Selon la jurisprudence, celui qui signe un texte comportant une référence expresse à des conditions générales est lié au même titre que celui qui appose sa signature sur le texte même de celles-ci, quand bien même il ne les aurait pas lues (ATF 119 II 443 consid. 1a; arrêt du Tribunal fédéral 5P.96/1996 du 29 mai 1996, in SJ 1996 p. 623). Les conditions générales font alors partie intégrante du contrat (ATF 133 III 675 consid. 3.3).
Des factures ne valent pas reconnaissance de dette et ce, même si elles ne sont pas contestées (arrêt du Tribunal fédéral 5P.290/2006 du 12 octobre 2006 consid. 3.2).
2.1.2 La procédure de mainlevée provisoire est une procédure sur pièces (Urkundenprozess), dont le but n'est pas de constater la réalité de la créance en poursuite, mais l'existence d'un titre exécutoire. Le juge de la mainlevée provisoire examine seulement la force probante du titre produit par le créancier, sa nature formelle - et non la validité de la créance - et lui attribue force exécutoire si le débiteur ne rend pas immédiatement vraisemblables ses moyens libératoires (ATF 145 III 160 consid. 5.1 et la référence).
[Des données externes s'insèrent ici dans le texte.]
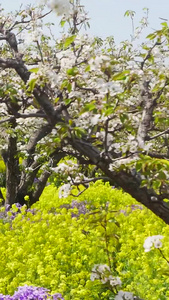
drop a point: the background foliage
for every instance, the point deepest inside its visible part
(57, 243)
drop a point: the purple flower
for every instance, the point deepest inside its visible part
(31, 293)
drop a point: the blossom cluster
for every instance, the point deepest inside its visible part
(31, 292)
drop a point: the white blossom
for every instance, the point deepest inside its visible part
(151, 241)
(103, 273)
(60, 6)
(64, 190)
(124, 296)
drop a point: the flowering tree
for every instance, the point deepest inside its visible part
(101, 107)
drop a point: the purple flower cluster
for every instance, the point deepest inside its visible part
(81, 207)
(5, 215)
(31, 293)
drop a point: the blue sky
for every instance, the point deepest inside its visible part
(107, 16)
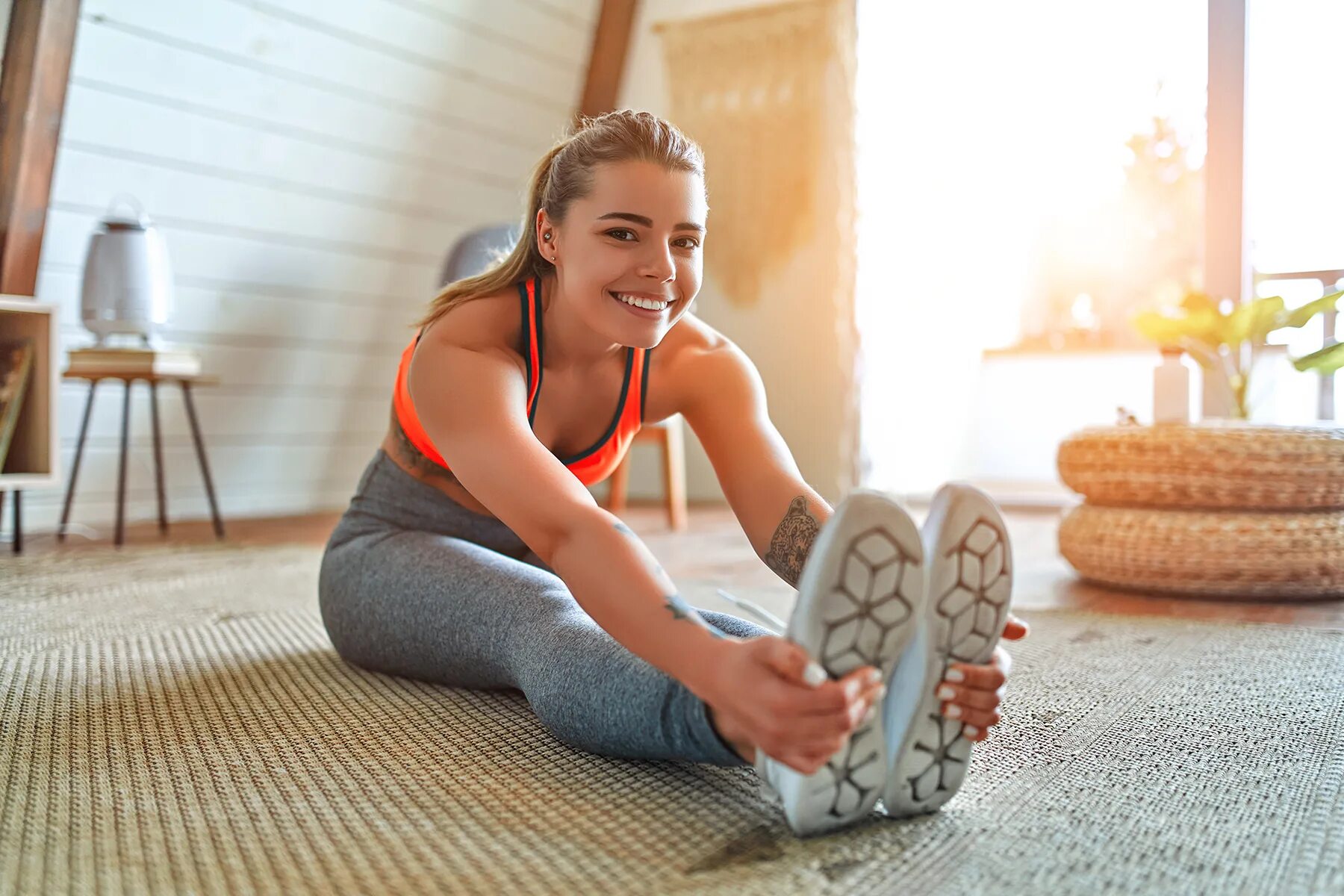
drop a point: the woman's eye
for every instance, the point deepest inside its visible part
(694, 243)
Il doit notamment vérifier d'office l'existence d'une reconnaissance de dette, l'identité entre le poursuivant et le créancier désigné dans ce titre, l'identité entre le poursuivi et le débiteur désigné et l'identité entre la prétention déduite en poursuite et la dette reconnue (ATF
142 III 720 consid. 4.1 et la référence).
2.2 La recourante invoque à l'appui de son recours les conditions générales, annexées aux commandes supplémentaires qui auraient été passées par l'intimée, qui prévoient que lesdites conditions générales s'appliquent à toutes les transactions conclues entre les parties et que le contrat conclu vaut reconnaissance de dette.
2.2.1 La recourante ne soulève aucun grief d'arbitraire dans l'établissement des faits, se limitant à relever que des faits qu'elle avait invoqués en première instance ont été mal compris ou occultés et qu'elle précisait dès lors certains éléments. Une telle explication ne permet pas de considérer que le Tribunal aurait arbitrairement retenus ou omis certains faits, de sorte que l'état de fait du jugement entrepris ne peut être corrigé ou complété et que la Cour se fondera sur celui-ci.
Le jugement attaqué ne faisant pas mention des conditions générales invoquées par la recourante, il ne peut être entré en matière sur l'argumentation fondée sur celles-ci.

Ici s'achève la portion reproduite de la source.